For 9 years they have been slowly simmering in a pot
For 9 years I have been seeing them usurp every gig they have been on
I’ve never seen a bad Bronze show…they range from smiling and hypnotized dancing crowds
to a man getting violated and urinated on at a yuppie bar (everyone still smiling)
Always the entertainers
Always drunk with mad skills
With dashes of John Carpenter, Silver Apples, Liquid Liquid, Birthday Party, Harold Grosskopf, Klaus Schultze, Cluster, and Brian Ferry with a field recorder taped to his tux jacket
Ultra bottom heavy dance beats a la Brian Hock (shirt off/ shirt on, it’s all good to me)
Super hand-wringing oscillations home brewed by Miles Friction
and the ever-great Robert Spector delivering homilies from beyond the dimensional wall.

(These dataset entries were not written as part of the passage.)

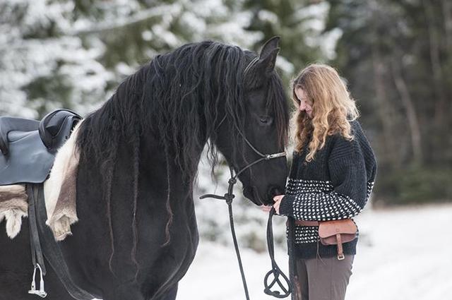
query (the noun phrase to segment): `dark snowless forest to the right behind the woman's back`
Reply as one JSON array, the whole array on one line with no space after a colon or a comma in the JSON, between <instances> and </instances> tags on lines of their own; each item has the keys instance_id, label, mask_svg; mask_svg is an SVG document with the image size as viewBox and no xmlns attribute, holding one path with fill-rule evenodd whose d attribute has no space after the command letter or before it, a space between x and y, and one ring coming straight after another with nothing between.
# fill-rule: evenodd
<instances>
[{"instance_id":1,"label":"dark snowless forest to the right behind the woman's back","mask_svg":"<svg viewBox=\"0 0 452 300\"><path fill-rule=\"evenodd\" d=\"M350 80L385 174L377 198L452 198L450 4L328 2L326 30L342 32L333 64Z\"/></svg>"}]
</instances>

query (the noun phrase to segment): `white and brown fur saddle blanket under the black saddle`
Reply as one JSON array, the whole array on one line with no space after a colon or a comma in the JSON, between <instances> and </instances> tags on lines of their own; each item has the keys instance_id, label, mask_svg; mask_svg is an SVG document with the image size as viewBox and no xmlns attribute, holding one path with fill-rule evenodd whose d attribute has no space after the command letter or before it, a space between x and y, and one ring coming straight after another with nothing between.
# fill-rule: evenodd
<instances>
[{"instance_id":1,"label":"white and brown fur saddle blanket under the black saddle","mask_svg":"<svg viewBox=\"0 0 452 300\"><path fill-rule=\"evenodd\" d=\"M76 212L76 181L79 153L76 139L79 122L71 137L58 150L49 179L44 181L47 210L46 224L57 241L72 234L71 224L78 221ZM0 186L0 223L6 221L6 234L13 239L20 232L22 217L28 216L28 195L25 185Z\"/></svg>"}]
</instances>

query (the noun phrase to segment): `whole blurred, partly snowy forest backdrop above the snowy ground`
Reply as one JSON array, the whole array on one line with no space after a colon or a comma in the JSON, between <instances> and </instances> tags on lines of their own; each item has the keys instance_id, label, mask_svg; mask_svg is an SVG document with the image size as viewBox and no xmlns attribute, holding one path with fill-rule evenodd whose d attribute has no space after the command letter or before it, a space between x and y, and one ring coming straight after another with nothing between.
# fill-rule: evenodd
<instances>
[{"instance_id":1,"label":"whole blurred, partly snowy forest backdrop above the snowy ground","mask_svg":"<svg viewBox=\"0 0 452 300\"><path fill-rule=\"evenodd\" d=\"M3 0L0 115L86 114L157 53L274 35L287 86L311 62L347 80L379 161L373 205L452 200L450 0Z\"/></svg>"}]
</instances>

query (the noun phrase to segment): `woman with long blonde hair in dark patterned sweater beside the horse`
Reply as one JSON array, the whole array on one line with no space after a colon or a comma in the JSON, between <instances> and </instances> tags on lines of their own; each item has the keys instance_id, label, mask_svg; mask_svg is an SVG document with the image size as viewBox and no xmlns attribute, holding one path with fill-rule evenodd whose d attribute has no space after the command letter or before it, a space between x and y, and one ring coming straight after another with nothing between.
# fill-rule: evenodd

they bought a limousine to tour in
(which may be the raddest fucking thing I’ve ever heard of)
but its been parked in the bat cave under a car cocoon like San Francisco’s best kept secret
These guys should be on tour, eaten alive every night by ravenous fanatudes
but alas, they are like a rare treat these days
SO we’ve waited outside the bivouac for the flap to lift
and after many nights and cold rations they appeared and performed the great and fabled Bronze happening
for us to trap to tape
a mix of absolute old faves and new gears grinding
a great night indeed
recorded and mixed by the castle face crew
adorned with photos of the night
You are well set to feast on this release” – 
John Dwyer

This paean to Bronze speaks volumes about this Bay Area trio from one who’s been in close proximity to the band for some time now. I just had to include this passage of Dwyer’s here, as I am quite new to Bronze and, having seen this loquacious and elegant beatitude on Bronze, I thought it would add some solid praise and painted a beautiful picture of what Bronze sounds like and how exciting and pleasurable they are in concert.

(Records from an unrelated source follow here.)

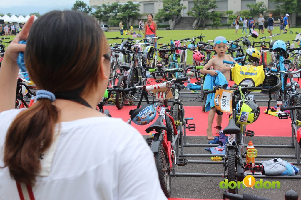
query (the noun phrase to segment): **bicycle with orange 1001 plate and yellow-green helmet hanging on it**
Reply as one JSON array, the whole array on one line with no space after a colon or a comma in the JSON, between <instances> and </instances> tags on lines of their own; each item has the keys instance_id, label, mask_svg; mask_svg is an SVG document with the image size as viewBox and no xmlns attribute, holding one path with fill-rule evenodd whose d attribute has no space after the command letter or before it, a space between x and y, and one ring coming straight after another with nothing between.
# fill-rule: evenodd
<instances>
[{"instance_id":1,"label":"bicycle with orange 1001 plate and yellow-green helmet hanging on it","mask_svg":"<svg viewBox=\"0 0 301 200\"><path fill-rule=\"evenodd\" d=\"M204 91L204 94L215 93L218 89L222 87L216 87L213 90ZM233 90L231 97L225 96L222 93L221 103L222 106L228 106L230 104L225 104L230 98L232 99L231 107L232 107L232 114L229 119L229 124L227 127L224 128L223 133L230 134L228 138L228 143L225 145L225 157L224 157L224 177L228 179L228 181L243 181L244 179L244 135L246 136L254 136L254 132L251 130L246 130L246 124L248 123L250 112L241 111L239 117L237 118L237 113L239 112L236 109L236 104L239 102L247 102L250 106L254 106L253 102L251 101L244 101L245 96L247 96L247 91L250 90L260 90L262 91L262 87L241 87L239 86L238 89ZM240 98L242 101L239 101ZM230 102L230 101L229 101ZM253 104L251 104L251 103ZM239 103L240 105L240 103ZM255 104L256 105L256 104ZM240 108L243 105L240 105ZM256 105L257 106L257 105ZM229 108L231 108L229 107ZM257 106L258 107L258 106ZM255 121L259 116L259 107L255 108L254 117L256 117L253 121ZM226 161L228 161L226 163ZM237 194L237 188L229 189L230 193Z\"/></svg>"}]
</instances>

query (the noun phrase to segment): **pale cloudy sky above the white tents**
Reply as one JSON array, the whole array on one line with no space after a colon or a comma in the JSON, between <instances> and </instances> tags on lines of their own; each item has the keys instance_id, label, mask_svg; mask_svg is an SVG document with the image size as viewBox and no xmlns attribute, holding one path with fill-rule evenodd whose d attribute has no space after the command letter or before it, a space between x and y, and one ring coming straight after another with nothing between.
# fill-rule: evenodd
<instances>
[{"instance_id":1,"label":"pale cloudy sky above the white tents","mask_svg":"<svg viewBox=\"0 0 301 200\"><path fill-rule=\"evenodd\" d=\"M1 2L2 0L0 0ZM39 12L44 14L51 10L71 9L76 0L10 0L2 3L0 12L15 15ZM89 5L89 0L81 0Z\"/></svg>"}]
</instances>

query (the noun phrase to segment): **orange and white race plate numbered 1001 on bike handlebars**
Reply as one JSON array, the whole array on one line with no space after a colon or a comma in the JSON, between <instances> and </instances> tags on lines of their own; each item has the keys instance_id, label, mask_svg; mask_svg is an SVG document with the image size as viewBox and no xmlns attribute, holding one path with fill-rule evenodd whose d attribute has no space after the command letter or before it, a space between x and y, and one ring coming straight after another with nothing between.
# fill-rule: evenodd
<instances>
[{"instance_id":1,"label":"orange and white race plate numbered 1001 on bike handlebars","mask_svg":"<svg viewBox=\"0 0 301 200\"><path fill-rule=\"evenodd\" d=\"M232 113L232 91L217 89L214 104L217 110Z\"/></svg>"}]
</instances>

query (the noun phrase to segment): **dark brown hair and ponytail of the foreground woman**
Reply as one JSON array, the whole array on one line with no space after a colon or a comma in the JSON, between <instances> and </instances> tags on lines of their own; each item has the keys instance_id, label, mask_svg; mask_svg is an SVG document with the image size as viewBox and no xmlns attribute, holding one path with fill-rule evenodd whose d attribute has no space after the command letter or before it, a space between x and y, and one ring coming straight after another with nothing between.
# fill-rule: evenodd
<instances>
[{"instance_id":1,"label":"dark brown hair and ponytail of the foreground woman","mask_svg":"<svg viewBox=\"0 0 301 200\"><path fill-rule=\"evenodd\" d=\"M107 41L100 26L84 13L51 11L30 29L24 60L39 89L76 96L98 83ZM20 112L8 129L4 167L17 182L33 185L41 170L39 155L51 146L60 110L40 99Z\"/></svg>"}]
</instances>

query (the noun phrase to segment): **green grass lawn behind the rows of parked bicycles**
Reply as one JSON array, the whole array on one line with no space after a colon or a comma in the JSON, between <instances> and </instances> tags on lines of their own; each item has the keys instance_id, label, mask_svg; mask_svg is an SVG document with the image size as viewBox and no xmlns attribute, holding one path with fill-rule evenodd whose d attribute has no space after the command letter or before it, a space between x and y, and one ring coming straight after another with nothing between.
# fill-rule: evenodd
<instances>
[{"instance_id":1,"label":"green grass lawn behind the rows of parked bicycles","mask_svg":"<svg viewBox=\"0 0 301 200\"><path fill-rule=\"evenodd\" d=\"M277 39L277 40L284 40L284 41L290 40L291 41L296 38L295 32L301 32L301 28L292 28L291 30L293 31L293 34L289 34L289 33L281 34L279 36L274 37L275 40ZM136 33L138 33L137 30L134 30L134 31ZM255 31L258 31L258 29L256 29ZM180 40L180 39L184 39L187 37L195 37L195 36L202 34L203 36L206 36L205 38L203 38L203 41L206 42L208 40L214 40L214 38L216 38L217 36L224 36L227 40L235 40L237 38L244 36L243 34L241 34L241 32L242 32L242 29L239 29L237 31L237 34L235 34L235 29L176 30L176 31L160 31L159 30L159 31L157 31L157 36L164 37L164 38L158 40L158 43L169 43L170 39ZM275 34L280 33L279 27L276 27L275 30L273 31L273 33L275 33ZM132 35L120 35L119 31L105 32L105 35L108 38L110 38L110 37L123 37L123 38L132 37ZM265 29L265 33L259 34L259 37L253 41L256 41L256 42L260 41L259 40L260 37L269 36L269 35L270 34L267 32L267 29ZM142 35L142 37L144 37L144 35ZM139 39L139 38L137 38L137 39ZM115 41L110 40L109 43L115 43L116 41L117 40L115 40ZM251 40L252 43L253 43L253 41ZM266 39L266 41L268 41L268 39ZM192 64L192 51L188 51L187 63Z\"/></svg>"}]
</instances>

All seven songs on Live in San Francisco portray Bronze just playing blistering live stuff, their sound is captured quite well. From the opening song, “Dulcinea”, on which Spector’s distinctive vocal style starts off with a slow burn which keeps smoldering throughout the rest, all the way, through “Maniac”, “The Angle”, “Golden Handcuffs” and the closer, of this album, “Showdown of Sorts”. Brian Hock keeps up a great, booming beats which keep their sets bubbling with a great rock drummer’s sensibility: a great timekeeper as well as an effusive percussionist.

Just listening to Live in San Francisco makes me want to get to the next possible Bronze show to which I can make. This document of their great live shows really gets me fired up – of course, I’m also curious to hear what their studio work sounds like as well. But I have a feeling, that a band that has this kind of gusto is going to do a great job in the studio as well.